One of the more recent tasks I had was setting up a different robots.txt for our http site vs our https site. It is the same content but Google indexes them as two different copies of the content. Google then penalizes your site for duplicate content. Well you setup your robots.txt file to exclude the files and directories you want from the bots but it doesn’t help the http vs http. Both protocols will use the same robots.txt file and so you will end up with duplicate content in Google’s index.
Here is how to solve this problem when you are running IIS 6.0 on a Windows 2003 server. You will need to also be running ASP .Net 2.0 for this solution to work. You might be able to get this to work on other platforms but I have not tested them. What we will be doing here is creating a dynamic robots.txt file, it is only one file but it will display different results depending on if you connect with http or https.
1) Create your robots.txt file:
<%@ WebHandler Language="C#" Class="MyNamespace.robotshandler" %>
using System;
using System.Web;
namespace MyNamespace {
public class robotshandler: IHttpHandler {
public void ProcessRequest (HttpContext context) {
context.Response.ContentType = "text/plain";
context.Response.Write("User-agent: *\n");
if (context.Request.ServerVariables["Https"]=="off"){
// HTTP
context.Response.Write("Allow: /\n");
context.Response.Write("Disallow: /MyDisallowedDirectory/\n");
} else {
// HTTPS
context.Response.Write("Disallow: /");
}
}
public bool IsReusable {
get {return false;}
}
}
}
2) IIS needs to have .txt files passed through ASP .Net
- Open IIS and right click on your website and bring up the properties screen
- Go to Home Directory > Configuration. You will be on the Mappings Tab.

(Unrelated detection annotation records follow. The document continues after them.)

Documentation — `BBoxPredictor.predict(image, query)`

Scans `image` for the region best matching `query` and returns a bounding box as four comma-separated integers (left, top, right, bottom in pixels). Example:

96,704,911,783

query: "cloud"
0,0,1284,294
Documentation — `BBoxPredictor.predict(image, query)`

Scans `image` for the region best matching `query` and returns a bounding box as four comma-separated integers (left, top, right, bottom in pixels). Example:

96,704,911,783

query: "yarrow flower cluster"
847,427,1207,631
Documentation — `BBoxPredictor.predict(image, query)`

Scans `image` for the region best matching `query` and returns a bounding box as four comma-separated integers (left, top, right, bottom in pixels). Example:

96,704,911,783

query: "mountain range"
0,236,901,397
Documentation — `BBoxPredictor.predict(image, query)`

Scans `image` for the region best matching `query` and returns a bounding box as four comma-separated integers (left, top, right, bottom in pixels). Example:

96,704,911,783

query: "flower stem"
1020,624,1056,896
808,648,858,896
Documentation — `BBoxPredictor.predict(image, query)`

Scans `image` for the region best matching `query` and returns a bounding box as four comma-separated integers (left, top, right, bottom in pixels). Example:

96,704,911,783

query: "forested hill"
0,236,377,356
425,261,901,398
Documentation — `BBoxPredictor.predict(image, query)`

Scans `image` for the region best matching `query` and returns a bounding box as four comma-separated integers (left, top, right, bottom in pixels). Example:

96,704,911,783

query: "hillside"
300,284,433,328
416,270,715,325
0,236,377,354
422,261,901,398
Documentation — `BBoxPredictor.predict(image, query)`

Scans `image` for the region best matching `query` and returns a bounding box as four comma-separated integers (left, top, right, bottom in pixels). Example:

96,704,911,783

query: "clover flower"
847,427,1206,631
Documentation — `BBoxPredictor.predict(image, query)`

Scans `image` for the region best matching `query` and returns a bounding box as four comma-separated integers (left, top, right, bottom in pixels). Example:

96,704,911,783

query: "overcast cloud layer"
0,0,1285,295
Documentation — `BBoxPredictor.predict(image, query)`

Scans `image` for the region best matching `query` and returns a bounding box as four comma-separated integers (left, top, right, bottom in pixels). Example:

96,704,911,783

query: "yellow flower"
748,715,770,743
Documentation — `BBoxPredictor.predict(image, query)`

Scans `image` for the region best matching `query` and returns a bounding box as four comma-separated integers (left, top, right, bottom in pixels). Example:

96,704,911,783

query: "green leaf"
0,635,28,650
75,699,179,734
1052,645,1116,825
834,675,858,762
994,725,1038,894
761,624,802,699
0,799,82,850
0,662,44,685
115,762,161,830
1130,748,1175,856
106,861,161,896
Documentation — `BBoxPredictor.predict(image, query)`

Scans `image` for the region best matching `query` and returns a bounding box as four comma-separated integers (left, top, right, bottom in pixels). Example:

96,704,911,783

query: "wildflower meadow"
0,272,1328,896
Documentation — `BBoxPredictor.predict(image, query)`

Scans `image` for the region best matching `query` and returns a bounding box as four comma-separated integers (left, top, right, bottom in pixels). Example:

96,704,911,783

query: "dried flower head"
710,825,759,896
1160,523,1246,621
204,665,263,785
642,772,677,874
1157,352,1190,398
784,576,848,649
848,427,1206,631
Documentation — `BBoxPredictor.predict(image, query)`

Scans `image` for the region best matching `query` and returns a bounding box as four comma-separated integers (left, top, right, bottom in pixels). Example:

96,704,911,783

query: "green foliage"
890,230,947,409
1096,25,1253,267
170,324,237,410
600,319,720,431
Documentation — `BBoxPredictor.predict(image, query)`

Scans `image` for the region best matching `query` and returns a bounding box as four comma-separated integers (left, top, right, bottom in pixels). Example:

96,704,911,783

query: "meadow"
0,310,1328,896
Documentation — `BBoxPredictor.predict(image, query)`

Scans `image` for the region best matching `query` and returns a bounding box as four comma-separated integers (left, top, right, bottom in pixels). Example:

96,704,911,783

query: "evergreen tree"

- Locate the ASPX item and click Edit - Copy the path in the Executable Field and cancel out of that window.
-Cancel
-Click “Add”
-Populate the Executable path with the value you copied in the last section
-Extension “.txt”
-Enter “GET” in the “Limit To” field
-Save and Exit
3) Need to modify web.config to process the .txt correctly
-Add the following under system.web: (Look for these sections in your web.config, most likely don’t have to add the httphandler tags because they will be in there already then just add the lines inside them.)
<httpHandlers>
<add path=”/robots.txt” verb=”GET” type=”System.Web.UI.SimpleHandlerFactory” />
<add path=”*.txt” verb=”GET” type=”System.Web.StaticFileHandler” />
</httpHandlers>
<buildProviders>
<add extension=”.txt” type=”System.Web.Compilation.WebHandlerBuildProvider” />
</buildProviders>
Make sure your new robots.txt file is in your root folder for your website and everything should be good to go. Try your website out with http then https and it should be different. You will have to modify the robots.txt file to exclude what folders and files you want.